Every stride on
the gray pavement gets harder with the weight of the worry I carry on my
shoulders. I began my run to clear
my mind from the burden of my thoughts, but instead it is having the opposite
affect. Instead, with my
quickening pace another item on my to-do list I didn’t finish pops up. I run further and regret comes at me
like the neighbor’s barking dog, over some choice I made that I wish I had done
differently. Unfortunately for me,
most times, my mind isn’t my best friend.

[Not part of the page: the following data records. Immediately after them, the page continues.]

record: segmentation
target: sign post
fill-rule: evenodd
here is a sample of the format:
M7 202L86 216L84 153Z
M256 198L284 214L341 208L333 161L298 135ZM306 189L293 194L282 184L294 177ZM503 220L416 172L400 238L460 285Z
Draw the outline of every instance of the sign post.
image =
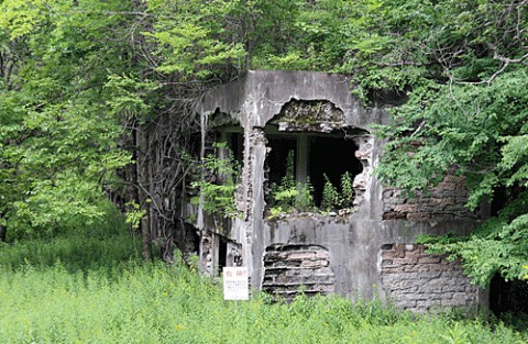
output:
M234 266L223 268L223 299L235 301L250 299L248 267Z

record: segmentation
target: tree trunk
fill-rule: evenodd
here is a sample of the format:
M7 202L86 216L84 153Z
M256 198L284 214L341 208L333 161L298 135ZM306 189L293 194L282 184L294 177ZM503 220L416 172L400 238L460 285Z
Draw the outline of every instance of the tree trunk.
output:
M141 219L142 253L145 262L152 262L152 238L150 225L150 201L148 201L148 140L146 129L138 126L135 132L135 148L138 154L138 196L145 215Z
M0 224L0 243L6 242L7 235L8 235L8 229Z

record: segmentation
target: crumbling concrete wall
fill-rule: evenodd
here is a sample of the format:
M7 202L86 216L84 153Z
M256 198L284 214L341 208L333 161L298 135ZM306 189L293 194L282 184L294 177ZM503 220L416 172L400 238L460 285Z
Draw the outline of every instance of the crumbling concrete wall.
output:
M411 279L410 276L418 276L416 275L418 271L405 269L425 269L422 267L425 258L431 258L435 262L437 258L427 257L422 251L414 248L409 249L408 262L411 262L411 256L416 256L417 259L424 258L421 265L418 263L404 265L402 262L406 259L405 257L398 258L404 260L396 260L396 264L393 259L389 265L391 253L388 252L385 253L386 262L382 264L383 259L382 263L380 260L382 247L391 243L395 245L393 246L395 251L396 247L400 247L398 245L410 248L411 246L405 245L413 245L418 234L441 235L449 231L468 234L477 224L477 215L463 208L468 195L462 187L463 182L453 179L454 177L447 178L439 188L432 190L430 196L420 196L416 199L381 186L372 170L378 162L385 142L370 135L367 127L370 124L388 123L388 115L382 108L361 106L352 96L351 89L346 78L340 75L250 71L235 82L218 88L204 97L199 107L201 122L205 124L204 130L215 125L213 120L208 122L204 119L205 116L211 113L224 113L231 118L232 122L240 124L244 132L243 180L237 197L242 215L233 219L231 228L222 230L222 235L241 245L241 259L248 266L254 289L268 288L272 291L290 293L302 284L320 286L322 292L333 290L352 300L358 297L404 300L405 292L398 290L410 289L392 288L393 281L396 285L406 286L407 280ZM289 108L298 112L289 114L286 112L279 115L285 104L292 101L300 103ZM299 126L296 123L302 122L302 119L298 119L299 121L292 119L302 118L301 112L312 113L314 109L305 109L306 103L311 103L311 107L320 106L323 119L319 120L320 122L317 119L314 121L310 114L309 121L305 121L308 126ZM346 138L353 140L359 147L355 156L363 165L363 169L353 180L355 208L352 212L346 212L342 217L305 213L284 219L264 218L266 181L264 166L267 149L265 127L271 121L277 121L275 124L284 133L301 130L328 133L343 130L346 136L346 129L353 129L353 135ZM223 118L220 122L230 121L226 122ZM315 163L324 164L324 162ZM200 230L207 226L204 221L198 222L197 225ZM208 230L217 231L213 226ZM207 249L207 245L204 247ZM321 253L315 248L308 252L295 252L295 249L290 252L280 251L277 247L323 247L323 255L328 254L328 258L318 257ZM440 275L437 274L438 271L432 271L435 274L429 276L428 284L439 282L446 285L446 288L455 286L463 279L460 266L443 264L442 259L440 263L428 263L430 264L428 268L442 266L449 269L440 271ZM312 267L296 270L293 267L297 264L300 264L300 267L310 265ZM326 264L328 265L323 266ZM394 267L394 273L389 267ZM319 268L324 270L317 270ZM333 277L327 268L331 268ZM396 273L398 269L403 270ZM321 280L318 280L319 276L323 275L328 275L326 277L328 285L321 285ZM438 276L432 277L433 275ZM314 279L309 281L311 276ZM428 275L420 276L426 278ZM440 277L441 279L438 279ZM427 289L419 291L420 299L415 303L397 302L415 310L428 308L438 300L440 306L449 302L451 302L450 306L468 306L477 302L479 297L482 296L481 290L475 290L473 287L468 287L464 280L464 291L452 291L450 298L446 300L438 299L436 289Z
M462 274L460 263L427 254L424 245L383 246L380 274L383 289L402 309L468 309L479 301L479 289Z

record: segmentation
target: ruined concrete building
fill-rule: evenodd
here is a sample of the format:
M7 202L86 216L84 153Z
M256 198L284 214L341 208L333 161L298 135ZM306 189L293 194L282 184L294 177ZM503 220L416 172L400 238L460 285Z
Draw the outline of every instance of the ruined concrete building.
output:
M415 243L418 234L474 229L480 214L463 207L464 181L447 176L415 198L382 186L373 168L384 141L369 127L386 124L388 115L384 106L362 106L351 90L341 75L249 71L205 95L202 155L212 152L212 142L224 142L242 177L238 217L189 210L201 233L202 270L215 275L243 265L252 289L287 298L299 289L352 300L378 296L417 311L485 303L485 291L470 284L460 264ZM216 151L226 155L226 148ZM328 181L339 190L348 174L351 202L320 211L272 209L272 186L287 174L296 185L309 181L319 209Z

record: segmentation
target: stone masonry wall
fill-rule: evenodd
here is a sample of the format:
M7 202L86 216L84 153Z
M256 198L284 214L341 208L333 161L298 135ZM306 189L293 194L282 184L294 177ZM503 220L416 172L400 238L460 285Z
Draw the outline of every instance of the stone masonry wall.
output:
M479 219L470 211L464 177L447 176L430 192L416 192L415 198L405 191L385 189L383 192L383 220L451 220Z
M292 299L300 288L306 295L334 291L329 252L316 245L272 245L264 254L263 290Z
M387 298L402 309L466 309L477 304L479 289L462 274L460 263L426 254L424 245L384 245L381 280Z

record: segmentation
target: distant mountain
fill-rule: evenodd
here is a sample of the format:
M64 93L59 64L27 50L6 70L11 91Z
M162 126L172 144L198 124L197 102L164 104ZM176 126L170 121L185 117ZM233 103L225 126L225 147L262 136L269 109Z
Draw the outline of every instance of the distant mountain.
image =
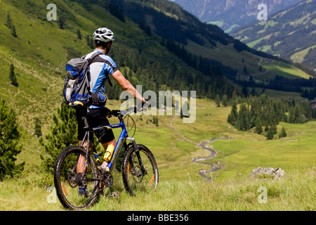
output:
M305 0L232 34L251 48L316 69L316 0Z
M62 101L66 62L93 51L91 34L101 26L115 34L110 56L143 90L196 90L198 97L229 99L234 93L242 94L242 81L249 75L258 81L277 75L309 77L171 1L60 0L56 20L48 19L48 3L0 0L0 99L31 135L37 118L46 122L43 131L49 128L51 112ZM272 58L273 63L261 64ZM18 86L11 85L11 67ZM106 88L109 99L121 92L113 83Z
M258 6L265 4L268 14L287 8L302 0L171 0L202 21L215 23L230 32L234 27L254 21L260 10Z

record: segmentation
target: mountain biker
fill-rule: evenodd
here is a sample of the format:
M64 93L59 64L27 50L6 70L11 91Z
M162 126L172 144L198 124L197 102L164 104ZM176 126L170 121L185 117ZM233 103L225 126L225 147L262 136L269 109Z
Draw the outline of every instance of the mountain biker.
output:
M94 41L96 49L93 52L86 54L85 58L91 57L96 52L100 52L101 53L96 56L90 65L90 88L91 90L92 90L92 92L95 93L99 89L98 93L99 98L100 99L105 99L104 94L105 82L106 79L108 78L108 76L112 75L113 79L121 86L124 91L127 91L135 98L140 100L142 103L144 104L146 102L145 100L140 96L133 85L125 79L114 60L110 56L107 56L111 49L112 44L114 41L114 33L110 29L100 27L95 30L92 37ZM89 127L96 127L110 124L107 118L110 111L105 107L105 103L104 105L91 105L89 106L86 115ZM79 110L76 112L76 116L78 122L78 139L79 141L79 144L81 144L82 141L81 140L83 139L85 134L85 130L84 129L85 126L84 122L81 120L81 115ZM105 150L109 145L112 144L115 146L116 141L112 129L105 129L103 131L96 132L95 134ZM90 138L91 141L89 141L89 143L93 143L93 135L91 135ZM85 141L84 143L84 148L86 148L86 142L87 141ZM92 149L92 144L89 145L88 148L88 150L91 151ZM77 173L84 173L84 162L85 158L80 155L77 166ZM104 161L100 168L103 170L107 170L107 163ZM79 187L79 195L85 194L86 191L87 191Z

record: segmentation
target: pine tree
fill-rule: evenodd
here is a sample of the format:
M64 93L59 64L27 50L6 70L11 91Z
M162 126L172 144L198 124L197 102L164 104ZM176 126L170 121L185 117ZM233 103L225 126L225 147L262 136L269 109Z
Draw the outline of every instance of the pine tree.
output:
M35 118L34 130L35 132L34 133L34 135L35 135L37 138L41 136L41 121L39 118Z
M260 120L260 117L257 116L257 119L256 120L256 133L261 134L263 131L261 121Z
M13 25L11 25L11 34L12 34L12 36L13 36L14 37L17 37L18 35L16 34L15 26Z
M51 134L45 136L45 140L41 137L39 143L44 147L46 153L49 155L44 158L42 167L46 172L53 173L55 163L60 153L66 147L78 145L75 110L65 105L61 108L58 108L57 113L53 115ZM94 143L96 146L98 146L96 136ZM97 150L99 150L100 148L97 148Z
M285 131L284 127L282 127L282 129L281 130L281 137L284 138L287 136L287 132Z
M16 79L15 74L14 73L13 64L11 64L10 65L9 78L10 78L10 80L11 81L12 85L15 86L19 86L19 84L18 84L17 79Z
M10 12L8 11L8 14L6 15L6 22L5 23L5 25L7 26L8 28L11 28L11 23L12 23L12 19L10 15Z
M249 121L248 117L248 109L246 103L240 105L239 112L238 113L238 120L239 125L238 129L240 131L246 131L249 129Z
M267 140L272 140L272 139L273 139L273 131L272 131L272 129L271 129L271 128L268 129L268 132L265 134L265 137L267 138Z
M79 29L77 30L77 37L78 37L79 39L81 39L81 32Z
M236 126L236 122L237 120L238 120L238 113L237 111L237 105L236 103L234 103L232 107L232 110L230 111L230 113L228 115L227 121L232 126Z
M22 149L18 145L20 138L14 113L0 100L0 180L5 176L13 176L16 171L23 170L24 162L15 163L15 157Z

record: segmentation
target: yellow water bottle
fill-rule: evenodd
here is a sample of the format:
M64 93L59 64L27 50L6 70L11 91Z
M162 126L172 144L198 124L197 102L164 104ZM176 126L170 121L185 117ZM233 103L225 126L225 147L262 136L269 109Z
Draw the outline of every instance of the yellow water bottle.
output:
M113 154L114 149L114 145L112 143L110 143L107 146L107 150L105 150L105 153L104 154L104 156L103 156L103 160L105 162L109 162L111 160L112 155Z

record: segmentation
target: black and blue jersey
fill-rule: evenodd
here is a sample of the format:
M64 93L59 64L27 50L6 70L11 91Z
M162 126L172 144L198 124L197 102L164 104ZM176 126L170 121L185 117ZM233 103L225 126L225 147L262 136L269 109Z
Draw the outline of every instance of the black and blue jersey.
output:
M91 57L96 52L100 52L102 54L96 56L90 65L90 89L92 92L96 93L100 86L98 94L100 99L104 101L105 98L104 93L105 80L110 75L112 75L119 69L114 61L110 56L105 55L101 50L95 49L94 51L86 55L84 58L86 59ZM90 106L90 108L102 108L102 106L93 105Z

More often than not, it is my worst enemy. Reminding me not only of today’s unfinished business, but
plaguing me with all my past faults and failures.
The evening was
chilly, but I was hoping that would help numb some of the parts of my brain I wanted
to ignore. The uplifting beats blaring through my headphones weren’t drowning
out the thoughts that were consuming me.
My life was becoming too hard.
I couldn’t breathe but not because of the energy I was exerting with my
run, but because the pressure of it all was making it difficult to breathe. The pain in my side from running uphill was
nothing compared to the one I felt deep within the walls of my heart. It all
became too much and I had to stop and catch my breath. I turned off the music, and bent down
focusing on my breathing, and holding back the tears. It took every ounce of energy left in me not to
crumple to the floor.
Although
spring was right around the corner, the grass wasn’t quite awake and the
flowers weren’t brave enough to make their appearance. The path I ran wasn’t much to look at
during these winter months, but a patch of gold caught my eye. One little flower embraced the cold,
February evening. Some might argue
that this little solider is neither a flower nor a thing of beauty but instead
a nuisance. It looked like hope to
me. This brilliant example of life
was so bold to withstand the cold and uncertain Texas weather. What made this tenacious little flower
pop up over and over again, after being overlooked, unappreciated, even
poisoned and crushed? Most people wanted to get rid of them by any means
necessary. Yet there it was. Lone and beautiful. Unaffected by the negative attention it
got. I looked around me and saw many
more patches of brown, lifeless grass, and in the midst of it all, bright,
yellow dandelions shown as inviting as the sun. Standing tall, taking whatever
life threw at them. Dandelions
adapt to their environment and the weather, and therefore, continue to present
their golden smile when most fragile flowers simply fade away. I wanted to be more like this strong, insistent
little flower. I would adapt, and
I would overcome the storms in my life.
I stood up, standing a little taller. Turning on my upbeat music, I began my rhythmic strides
again. The fears and doubts still
not completely disappearing, but I would survive. I would come out of this
season of my life, with the grace and elegance of a little flower, at times
overlooked, unappreciated, but pushing through. I continued the last part of my
run, a little lighter, with less on my shoulders and lot more hope.
~E
I am sure I will never look at a dandelion the same way. What a well-written, perfectly timed post! Thank you for giving us, your readers, inspiration to continue to hope and to find the tenacity (and audacity) of the dandelion within ourselves.